Re: [PATCH v2 01/17] IB/Verbs: Implement new callback query_transport() for each HW

From: ira.weiny
Date: Fri Apr 10 2015 - 02:16:40 EST

First off there are 2 separate issues here:

1) We need to communicate if a port supports or requires various management
support from the ib_mad, ib_cm, and/or ib_sa modules.

2) We need to communicate how a addresses are formated and resolved for a
particular port

In general I don't think we need to remove all uses of the Transport
or Link Layer.

Although we may be able to remove most of the transport uses.

On Wed, Apr 08, 2015 at 02:10:15PM -0600, Jason Gunthorpe wrote:
> On Wed, Apr 08, 2015 at 02:29:46PM -0400, Doug Ledford wrote:
> > To straighten all this out, lets break management out into the two
> > distinct types:
> >
> > rdma_port_ib_fabric_mgmt() <- fabric specific management tasks: MAD, SM,
> > multicast. The proper test for this with my bitmap above is a simple
> > transport & RDMA_MGMT_IB test. If will be true for IB and OPA fabrics.
> > rdma_port_conn_mgmt() <- connection management, which we currently
> > support everything except USNIC (correct Sean?), so a test would be
> > something like !(transport & RDMA_TRANSPORT_USNIC). This is then split
> > out into two subgroups, IB style and iWARP stype connection management
> > (aka, rdma_port_iw_conn_mgmt() and rdma_port_ib_conn_mgmt()). In my
> > above bitmap, since I didn't give IBOE its own transport type, these
> > subgroups still boil down to the simple tests transport & iWARP and
> > transport & IB like they do today.
> There is a lot more variation here than just these two tests, and those
> two tests won't scale to include OPA.
> SMI Y N Y (though the OPA smi looked a bit different)

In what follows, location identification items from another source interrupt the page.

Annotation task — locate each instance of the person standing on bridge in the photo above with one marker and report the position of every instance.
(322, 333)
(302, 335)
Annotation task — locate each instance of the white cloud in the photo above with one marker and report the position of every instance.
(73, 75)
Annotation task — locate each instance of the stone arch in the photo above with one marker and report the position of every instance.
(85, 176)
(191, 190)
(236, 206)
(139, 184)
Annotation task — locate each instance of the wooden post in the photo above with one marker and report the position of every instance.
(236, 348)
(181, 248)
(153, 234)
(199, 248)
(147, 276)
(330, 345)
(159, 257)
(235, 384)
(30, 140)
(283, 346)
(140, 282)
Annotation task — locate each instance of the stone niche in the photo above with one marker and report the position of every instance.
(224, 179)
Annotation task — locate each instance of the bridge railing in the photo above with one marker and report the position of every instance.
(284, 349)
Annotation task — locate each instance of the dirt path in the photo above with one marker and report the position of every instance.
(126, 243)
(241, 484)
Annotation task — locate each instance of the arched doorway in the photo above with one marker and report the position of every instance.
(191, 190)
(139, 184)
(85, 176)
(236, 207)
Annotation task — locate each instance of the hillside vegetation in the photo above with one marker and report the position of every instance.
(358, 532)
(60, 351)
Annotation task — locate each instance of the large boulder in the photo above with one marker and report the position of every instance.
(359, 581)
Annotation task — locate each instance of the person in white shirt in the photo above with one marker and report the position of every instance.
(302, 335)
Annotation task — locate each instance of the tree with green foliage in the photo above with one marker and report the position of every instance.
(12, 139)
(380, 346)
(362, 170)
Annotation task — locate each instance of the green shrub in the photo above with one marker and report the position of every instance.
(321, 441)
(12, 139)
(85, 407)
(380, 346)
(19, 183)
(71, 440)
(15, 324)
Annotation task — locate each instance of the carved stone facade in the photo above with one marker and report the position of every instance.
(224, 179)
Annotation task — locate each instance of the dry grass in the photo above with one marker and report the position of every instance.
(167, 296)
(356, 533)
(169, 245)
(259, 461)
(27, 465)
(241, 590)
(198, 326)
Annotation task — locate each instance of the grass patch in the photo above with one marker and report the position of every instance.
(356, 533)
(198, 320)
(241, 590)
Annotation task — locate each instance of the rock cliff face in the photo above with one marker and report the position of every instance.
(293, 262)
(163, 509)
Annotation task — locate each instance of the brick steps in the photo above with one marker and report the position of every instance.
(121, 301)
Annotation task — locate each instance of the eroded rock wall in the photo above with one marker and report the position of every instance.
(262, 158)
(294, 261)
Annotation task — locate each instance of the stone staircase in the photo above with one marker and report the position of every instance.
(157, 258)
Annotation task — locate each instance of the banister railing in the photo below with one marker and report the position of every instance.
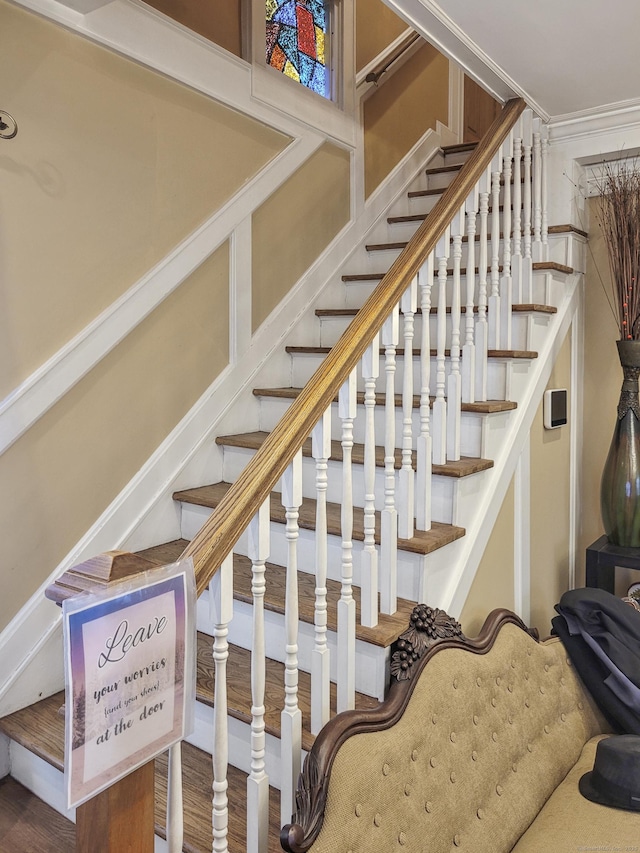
(376, 73)
(382, 511)
(220, 532)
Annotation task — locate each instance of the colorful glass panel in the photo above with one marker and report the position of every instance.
(295, 41)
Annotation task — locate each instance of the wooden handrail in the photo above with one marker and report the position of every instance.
(405, 44)
(221, 531)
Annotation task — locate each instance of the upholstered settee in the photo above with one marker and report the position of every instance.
(478, 747)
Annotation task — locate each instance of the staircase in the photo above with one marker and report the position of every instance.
(383, 404)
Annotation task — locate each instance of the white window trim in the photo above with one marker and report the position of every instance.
(333, 116)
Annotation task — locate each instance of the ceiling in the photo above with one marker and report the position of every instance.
(563, 56)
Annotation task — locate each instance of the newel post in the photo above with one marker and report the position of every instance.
(121, 818)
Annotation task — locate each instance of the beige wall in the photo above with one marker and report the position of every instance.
(59, 477)
(550, 504)
(113, 165)
(376, 27)
(549, 496)
(602, 383)
(401, 110)
(493, 584)
(219, 22)
(314, 202)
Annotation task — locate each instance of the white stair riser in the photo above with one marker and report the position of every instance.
(371, 676)
(193, 518)
(239, 743)
(472, 424)
(442, 493)
(40, 777)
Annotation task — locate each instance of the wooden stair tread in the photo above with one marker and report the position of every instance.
(40, 729)
(551, 266)
(197, 775)
(538, 266)
(459, 148)
(465, 466)
(28, 824)
(385, 632)
(167, 552)
(484, 407)
(423, 541)
(492, 353)
(402, 244)
(425, 193)
(440, 190)
(420, 217)
(566, 229)
(239, 689)
(373, 276)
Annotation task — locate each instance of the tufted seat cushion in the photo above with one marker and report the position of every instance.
(482, 745)
(574, 823)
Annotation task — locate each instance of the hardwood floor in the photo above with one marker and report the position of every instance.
(27, 825)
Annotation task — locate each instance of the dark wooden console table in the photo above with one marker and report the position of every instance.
(602, 559)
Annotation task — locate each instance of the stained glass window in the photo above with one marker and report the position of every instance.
(297, 35)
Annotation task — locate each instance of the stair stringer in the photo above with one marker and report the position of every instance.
(447, 583)
(31, 644)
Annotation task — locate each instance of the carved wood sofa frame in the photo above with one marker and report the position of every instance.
(478, 746)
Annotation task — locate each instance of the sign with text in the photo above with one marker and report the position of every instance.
(130, 676)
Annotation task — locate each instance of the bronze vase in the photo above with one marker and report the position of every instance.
(620, 486)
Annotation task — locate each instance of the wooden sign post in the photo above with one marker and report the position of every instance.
(129, 645)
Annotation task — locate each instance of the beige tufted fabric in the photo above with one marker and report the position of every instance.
(575, 824)
(482, 745)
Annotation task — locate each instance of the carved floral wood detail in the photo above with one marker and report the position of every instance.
(430, 630)
(426, 626)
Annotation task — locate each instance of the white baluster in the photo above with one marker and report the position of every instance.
(527, 270)
(291, 717)
(454, 380)
(537, 189)
(320, 680)
(482, 333)
(346, 649)
(544, 152)
(494, 293)
(369, 564)
(221, 600)
(516, 258)
(258, 781)
(469, 347)
(406, 484)
(175, 818)
(506, 283)
(389, 515)
(439, 429)
(424, 451)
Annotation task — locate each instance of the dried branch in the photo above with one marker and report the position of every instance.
(619, 214)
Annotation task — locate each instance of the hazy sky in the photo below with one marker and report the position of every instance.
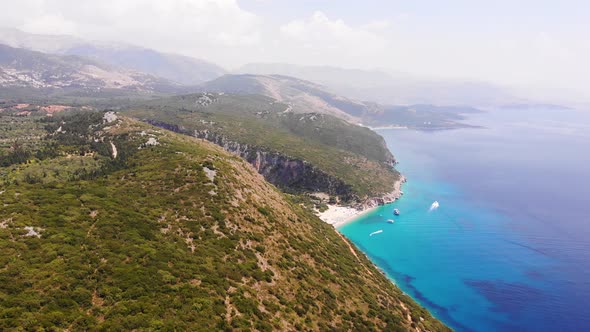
(539, 44)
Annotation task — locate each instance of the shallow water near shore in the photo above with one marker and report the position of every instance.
(508, 249)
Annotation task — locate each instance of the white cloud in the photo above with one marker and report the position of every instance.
(186, 26)
(331, 40)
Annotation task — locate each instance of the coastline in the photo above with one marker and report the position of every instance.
(340, 215)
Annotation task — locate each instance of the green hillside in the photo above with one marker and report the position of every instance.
(168, 233)
(353, 154)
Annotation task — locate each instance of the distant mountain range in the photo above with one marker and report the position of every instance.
(306, 97)
(21, 68)
(391, 88)
(177, 68)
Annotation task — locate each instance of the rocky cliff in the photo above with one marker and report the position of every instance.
(288, 174)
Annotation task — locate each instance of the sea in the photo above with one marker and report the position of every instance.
(508, 247)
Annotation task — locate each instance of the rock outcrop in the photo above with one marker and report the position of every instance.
(287, 173)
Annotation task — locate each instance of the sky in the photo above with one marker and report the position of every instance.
(542, 46)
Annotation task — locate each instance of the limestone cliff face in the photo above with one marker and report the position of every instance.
(287, 173)
(384, 199)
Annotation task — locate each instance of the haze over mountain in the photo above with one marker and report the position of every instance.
(174, 67)
(21, 68)
(307, 97)
(391, 88)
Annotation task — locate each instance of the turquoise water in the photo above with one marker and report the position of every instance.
(508, 249)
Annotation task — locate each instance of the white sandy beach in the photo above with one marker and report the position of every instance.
(340, 215)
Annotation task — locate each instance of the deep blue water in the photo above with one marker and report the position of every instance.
(509, 247)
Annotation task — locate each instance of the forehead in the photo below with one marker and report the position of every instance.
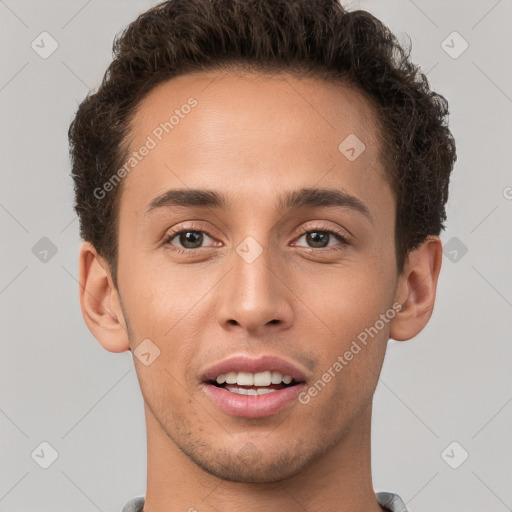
(237, 131)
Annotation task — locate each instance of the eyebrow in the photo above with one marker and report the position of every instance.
(295, 199)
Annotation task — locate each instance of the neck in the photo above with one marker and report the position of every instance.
(338, 480)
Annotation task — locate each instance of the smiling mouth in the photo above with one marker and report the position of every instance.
(253, 390)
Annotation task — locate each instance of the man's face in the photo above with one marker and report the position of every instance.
(251, 282)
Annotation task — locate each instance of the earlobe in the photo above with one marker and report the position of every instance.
(416, 290)
(99, 301)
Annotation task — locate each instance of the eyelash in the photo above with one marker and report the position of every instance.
(343, 238)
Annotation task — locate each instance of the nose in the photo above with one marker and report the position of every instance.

Yes OPA is different but it is based on the class version of the individual
MADs not any particular device/port support.



IB SMP Y N Y (OPA supports the IB NodeInfo query)


How is this different from the SMI?

> SA Y N Y
> PM Y Y Y (? guessing for OPA)

> CM Y Y Y
> GMP needs GRH N Y N
> It may be unrealistic, but I was hoping we could largely scrub the
> opaque 'is spec iWARP, is spec ROCEE' kinds of tests because they
> don't tell anyone what it is the code cares about.

I somewhat agree except for things like addressing. In the area of addressing
I think we are likely to need to define something like "cap_addr_ib",
"cap_addr_iboe", "cap_addr_iwarp". See below for more details.

> Maybe what is needed is a more precise language for the functions:
> > > + * cap_ib_mad - Check if the port of device has the capability
> > > Infiniband
> > > + * Management Datagrams.
> As used this seems to mean:
> True if the port can do IB/OPA SMP, or GMP management packets on QP0 or
> QP1. (Y Y Y) ie: Do we need the MAD layer at all.
> ib_smi seems to be true if QP0 is supported (Y N Y)
> Maybe the above set would make a lot more sense as:
> cap_ib_qp0
> cap_ib_qp1
> cap_opa_qp0

I disagree.

All we need right now is is cap_qp0. All devices currently support QP1.

Then after all this is settled I can add:

OPA MAD Space N N Y Port is OPA MAD space.

> ib_cm seems to mean that the CM protocol from the IBA is used on the
> port (Y Y Y)


> ib_sa means the IBA SA protocol is supported (Y Y Y)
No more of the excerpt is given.